Kotula emphasised the role civil society and women’s organisations played when the European Union was hit with back-to-back crises, from the COVID-19 pandemic to Russia’s full-scale invasion of Ukraine, which sparked a major refugee crisis.
“First in line were usually civil society and women’s organisations, it was on their shoulders. So that’s why it’s one of the reasons that when we now need the funding, it’s because we know they passed the test when it comes to [handling] crises, and we know we can count on them,” Kotula said.
The Polish minister for equality admitted that the topic of gender equality and gender-based violence has been pushed under the rug for far too long, but assured her efforts to incorporate both into Poland’s new national action plan.
“Poland had been facing backlash for many years, then we won the elections, and we opened the window a bit,” Kotula said.
She referred back to last year, when the definition of rape was changed under Polish law, and added that she now hopes to use this “window of opportunity,” to also crack down on the issue of gender based violence.
Military spending vs social defence
In 2024, global military spending reached its highest year-on-year rise since the end of the Cold War, a study by the Stockholm International Peace Research Institute (SIPRI) revealed.
The start of Russia’s full-scale invasion of Ukraine in 2022 and the uncertainty of European security under US President Donald Trump pushed the continent to rethink its defence readiness.
As a result, all European countries, with the exception of Malta, increased their military spending in 2024.
However, Founder and CEO of International Civil Society Action Network (ICAN), Sanam Naraghi-Anderlini, argued that shifting the focus to increased militarisation undermines the power of social defence.
“We are reducing our own security in the name of militarised security,” Naraghi-Anderlini told Euronews.
Naraghi-Anderlini, who hosts the podcast “If You Were in Charge”, said women peacebuilders take a radically different approach to conflict resolution. In stark contrast to armed conflict, they instead bring “a radical commitment to nonviolence.”

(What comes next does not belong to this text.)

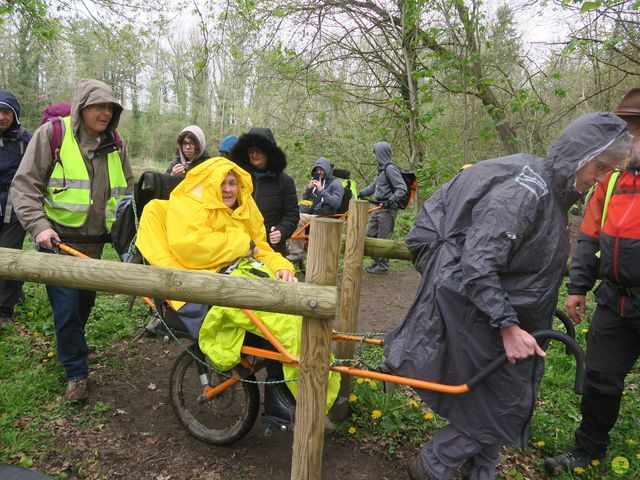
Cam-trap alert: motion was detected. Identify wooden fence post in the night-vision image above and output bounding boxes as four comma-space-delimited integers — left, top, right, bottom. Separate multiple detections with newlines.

“Sitting and talking, not shooting, as a driving force,” she said.
The podcast host said women peacebuilders have the ability “to disarm intellectually, mentally and emotionally.”
Naraghi-Anderlini said that as a result, women are often stereotyped as soft, but in reality it is an extremely powerful quality when it comes to peace negotiations, where there’s often a lot of “mistrust, existential fear, anger and trauma.”
During her opening remarks, Naraghi-Anderlini outlined how her organisation successfully supported local communities with $11 million (€9.75 million), emphasising the significant impact was made with “just a fraction of the cost of weaponry and military equipment.”
“This kind of peacebuilding work is actually quite cheap, but it’s really important. So if it disappears, we’re really wasting investment and good work,” she told Euronews.
Naraghi-Anderlini said that while conflict is natural, the use of violence is a choice.
“And yet they’ve made it seem as if violence is inevitable, as if war is inevitable because it benefits the arms industry.”